On the way out of the building, Drake tipped the doorman 200 dollars and then winked and waved his finger at him as if to say, ‘I got you.’ The doorman took the money and put it in his back pocket, before nodding, unmoved. We began walking a few blocks to calm down. Drake didn’t say much, other than how ‘real’ today had felt.
‘Yeah,’ I agreed. It had been real.
Two nuns from the monastery on 74th street walked by us and stopped.
‘My God, we love your music,’ said the heavier one, enthusiastically.
Drake thanked them and said that they made his day. Is that all it takes? I thought.
We walked a few more blocks without saying much other than some practical feedback about the workout, our online plans for the next few weeks, what muscles he was specifically trying to target.
Two humongous Asian men appeared out of nowhere. Drake’s posse had arrived. I nodded to them, Drake and I hugged, we said our goodbyes.

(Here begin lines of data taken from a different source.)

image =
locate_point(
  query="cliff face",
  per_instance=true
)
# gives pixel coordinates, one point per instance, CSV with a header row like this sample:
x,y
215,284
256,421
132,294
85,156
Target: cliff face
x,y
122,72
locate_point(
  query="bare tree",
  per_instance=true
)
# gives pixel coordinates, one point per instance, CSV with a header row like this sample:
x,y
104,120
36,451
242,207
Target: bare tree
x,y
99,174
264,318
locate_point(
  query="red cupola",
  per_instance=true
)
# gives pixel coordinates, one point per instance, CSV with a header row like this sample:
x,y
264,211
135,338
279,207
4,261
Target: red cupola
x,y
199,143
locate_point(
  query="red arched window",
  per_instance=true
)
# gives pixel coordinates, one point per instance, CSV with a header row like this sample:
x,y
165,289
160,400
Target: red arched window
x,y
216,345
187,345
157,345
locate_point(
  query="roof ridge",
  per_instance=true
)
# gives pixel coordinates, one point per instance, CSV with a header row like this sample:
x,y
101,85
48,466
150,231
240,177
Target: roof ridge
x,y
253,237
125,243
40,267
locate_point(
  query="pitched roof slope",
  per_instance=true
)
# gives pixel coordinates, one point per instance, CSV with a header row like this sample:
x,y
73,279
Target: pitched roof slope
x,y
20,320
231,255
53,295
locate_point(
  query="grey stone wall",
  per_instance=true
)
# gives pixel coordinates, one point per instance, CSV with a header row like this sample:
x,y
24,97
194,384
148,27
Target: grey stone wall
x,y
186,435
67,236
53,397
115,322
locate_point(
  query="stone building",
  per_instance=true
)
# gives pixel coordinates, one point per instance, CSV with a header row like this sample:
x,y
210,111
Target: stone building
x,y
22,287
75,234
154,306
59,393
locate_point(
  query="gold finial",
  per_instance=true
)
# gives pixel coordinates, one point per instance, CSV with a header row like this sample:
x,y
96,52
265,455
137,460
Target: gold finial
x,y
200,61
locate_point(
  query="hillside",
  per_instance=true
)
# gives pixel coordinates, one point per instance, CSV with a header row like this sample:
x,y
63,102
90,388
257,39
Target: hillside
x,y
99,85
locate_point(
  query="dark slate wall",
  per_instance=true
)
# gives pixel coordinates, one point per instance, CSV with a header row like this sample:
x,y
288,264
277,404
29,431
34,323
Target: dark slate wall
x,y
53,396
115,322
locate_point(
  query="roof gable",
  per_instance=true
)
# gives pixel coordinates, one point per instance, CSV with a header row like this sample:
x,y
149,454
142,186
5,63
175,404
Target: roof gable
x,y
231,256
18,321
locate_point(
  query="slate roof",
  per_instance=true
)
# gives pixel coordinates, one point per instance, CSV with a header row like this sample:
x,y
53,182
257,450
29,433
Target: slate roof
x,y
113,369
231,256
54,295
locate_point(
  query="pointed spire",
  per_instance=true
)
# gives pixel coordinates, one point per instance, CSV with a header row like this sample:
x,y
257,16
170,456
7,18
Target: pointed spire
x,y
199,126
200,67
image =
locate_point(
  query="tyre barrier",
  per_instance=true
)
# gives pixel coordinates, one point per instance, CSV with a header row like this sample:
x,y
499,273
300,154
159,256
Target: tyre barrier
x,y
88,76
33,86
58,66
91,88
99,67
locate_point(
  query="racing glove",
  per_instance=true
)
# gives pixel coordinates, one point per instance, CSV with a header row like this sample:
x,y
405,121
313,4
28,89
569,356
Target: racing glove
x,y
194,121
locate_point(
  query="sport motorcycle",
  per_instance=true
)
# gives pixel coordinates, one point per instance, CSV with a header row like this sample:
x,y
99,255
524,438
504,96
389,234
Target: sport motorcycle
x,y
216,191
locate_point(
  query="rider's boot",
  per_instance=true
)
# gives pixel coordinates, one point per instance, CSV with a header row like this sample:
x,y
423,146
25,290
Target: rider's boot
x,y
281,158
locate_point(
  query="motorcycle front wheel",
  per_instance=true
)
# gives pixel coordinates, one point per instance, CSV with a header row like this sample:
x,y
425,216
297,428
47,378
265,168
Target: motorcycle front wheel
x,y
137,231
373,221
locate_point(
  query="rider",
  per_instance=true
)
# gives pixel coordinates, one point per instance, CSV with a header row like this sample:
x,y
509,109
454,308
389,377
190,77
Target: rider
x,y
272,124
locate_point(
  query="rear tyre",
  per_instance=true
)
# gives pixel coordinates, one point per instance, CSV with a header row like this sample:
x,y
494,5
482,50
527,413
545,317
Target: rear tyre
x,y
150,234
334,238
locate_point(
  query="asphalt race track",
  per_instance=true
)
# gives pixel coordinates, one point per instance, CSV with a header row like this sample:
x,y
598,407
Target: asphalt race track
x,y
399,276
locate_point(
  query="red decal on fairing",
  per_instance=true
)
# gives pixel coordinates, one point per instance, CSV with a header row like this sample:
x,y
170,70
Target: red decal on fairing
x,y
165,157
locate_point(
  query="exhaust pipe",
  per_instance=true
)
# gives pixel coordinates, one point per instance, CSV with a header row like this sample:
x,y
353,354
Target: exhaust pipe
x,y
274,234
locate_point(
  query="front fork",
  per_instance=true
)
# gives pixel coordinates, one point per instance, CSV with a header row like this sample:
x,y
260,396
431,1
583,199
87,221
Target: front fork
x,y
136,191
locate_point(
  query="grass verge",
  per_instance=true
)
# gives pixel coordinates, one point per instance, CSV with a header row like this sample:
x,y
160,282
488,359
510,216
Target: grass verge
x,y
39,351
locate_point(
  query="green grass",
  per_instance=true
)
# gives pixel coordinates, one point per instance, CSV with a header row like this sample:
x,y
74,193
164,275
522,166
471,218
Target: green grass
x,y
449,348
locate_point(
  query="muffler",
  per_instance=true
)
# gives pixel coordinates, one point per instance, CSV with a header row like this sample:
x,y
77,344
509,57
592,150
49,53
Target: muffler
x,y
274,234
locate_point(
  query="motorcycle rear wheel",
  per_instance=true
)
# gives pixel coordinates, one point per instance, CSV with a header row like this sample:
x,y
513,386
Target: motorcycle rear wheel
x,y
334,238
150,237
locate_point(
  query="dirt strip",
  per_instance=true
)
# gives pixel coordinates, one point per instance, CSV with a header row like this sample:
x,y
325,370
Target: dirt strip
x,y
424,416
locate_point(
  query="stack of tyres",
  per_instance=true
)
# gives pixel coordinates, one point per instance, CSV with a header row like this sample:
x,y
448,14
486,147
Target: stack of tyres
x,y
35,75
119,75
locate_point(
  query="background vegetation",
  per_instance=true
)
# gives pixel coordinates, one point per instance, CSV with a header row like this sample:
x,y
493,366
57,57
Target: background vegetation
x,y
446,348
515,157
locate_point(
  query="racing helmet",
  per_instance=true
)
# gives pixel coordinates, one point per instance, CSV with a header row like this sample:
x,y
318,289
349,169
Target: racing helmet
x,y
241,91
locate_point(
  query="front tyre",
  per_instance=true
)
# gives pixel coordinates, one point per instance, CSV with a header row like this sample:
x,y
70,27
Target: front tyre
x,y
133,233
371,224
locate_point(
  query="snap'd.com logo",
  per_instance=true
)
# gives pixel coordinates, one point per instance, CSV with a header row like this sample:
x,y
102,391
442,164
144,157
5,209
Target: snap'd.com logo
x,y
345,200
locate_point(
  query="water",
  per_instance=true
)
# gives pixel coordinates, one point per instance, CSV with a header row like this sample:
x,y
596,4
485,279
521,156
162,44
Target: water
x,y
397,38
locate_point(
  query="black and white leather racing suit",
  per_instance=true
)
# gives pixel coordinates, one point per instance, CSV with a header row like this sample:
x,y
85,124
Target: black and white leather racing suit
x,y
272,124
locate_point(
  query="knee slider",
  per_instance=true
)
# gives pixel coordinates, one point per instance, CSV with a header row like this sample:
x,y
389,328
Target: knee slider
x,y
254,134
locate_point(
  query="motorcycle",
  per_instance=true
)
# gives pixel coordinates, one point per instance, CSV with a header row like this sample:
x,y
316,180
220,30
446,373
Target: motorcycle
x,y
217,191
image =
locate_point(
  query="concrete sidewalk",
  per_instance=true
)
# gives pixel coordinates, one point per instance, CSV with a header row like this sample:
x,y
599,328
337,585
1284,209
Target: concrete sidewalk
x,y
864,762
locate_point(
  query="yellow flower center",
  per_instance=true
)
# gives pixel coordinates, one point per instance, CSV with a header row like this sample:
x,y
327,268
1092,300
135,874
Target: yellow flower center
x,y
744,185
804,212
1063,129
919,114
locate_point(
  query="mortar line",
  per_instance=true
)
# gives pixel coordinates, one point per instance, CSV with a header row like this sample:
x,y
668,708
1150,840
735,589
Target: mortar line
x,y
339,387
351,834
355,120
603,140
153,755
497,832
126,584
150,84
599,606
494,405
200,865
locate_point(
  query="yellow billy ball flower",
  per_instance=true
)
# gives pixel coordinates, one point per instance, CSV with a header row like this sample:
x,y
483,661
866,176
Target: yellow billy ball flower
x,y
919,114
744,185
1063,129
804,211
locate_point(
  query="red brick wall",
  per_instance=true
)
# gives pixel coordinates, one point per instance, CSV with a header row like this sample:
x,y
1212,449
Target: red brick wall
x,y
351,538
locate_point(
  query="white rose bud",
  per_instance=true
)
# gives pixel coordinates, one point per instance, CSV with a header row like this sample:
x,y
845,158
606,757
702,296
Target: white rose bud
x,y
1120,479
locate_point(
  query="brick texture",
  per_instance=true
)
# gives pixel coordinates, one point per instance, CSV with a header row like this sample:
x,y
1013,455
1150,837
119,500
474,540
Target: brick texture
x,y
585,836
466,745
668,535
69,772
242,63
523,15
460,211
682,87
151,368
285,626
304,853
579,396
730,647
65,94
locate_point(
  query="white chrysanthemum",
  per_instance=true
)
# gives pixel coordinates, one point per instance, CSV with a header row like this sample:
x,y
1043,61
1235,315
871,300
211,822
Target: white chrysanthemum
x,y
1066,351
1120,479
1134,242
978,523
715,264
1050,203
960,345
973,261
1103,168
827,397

‘That shit was fire,’ Drake whispered into my ear. What I remember most from our goodbye was the smell of Drake’s breath, the distinct scent of marshmallows.
Two weeks later, I dreamt a dream I’ll never forget. Drake was sitting on a white cloud in the middle of a purple haze, reading Robert Caro’s The Power Broker, Robert Moses and the Fall of New York. The slow clap of One Dance from his 2016 hit album Views emerged from nowhere. Drake throws Robert Caro to the floor, before beginning to dance an impressive Charleston shuffle. I began with him, our movements perfectly synchronized. The two nuns from our walk appeared, shuffling along with us. I turned around to find Drake, dressed as a nun, shuffling faster than before, with a large bright smile on his face. Convent Drake, the two nuns, and I locked arms in a chorus line before beginning a long, joyous cry together, continuously weeping and boogying on our comfortably soft cloud in the middle of this purple purgatory, looking up then down before forward once more.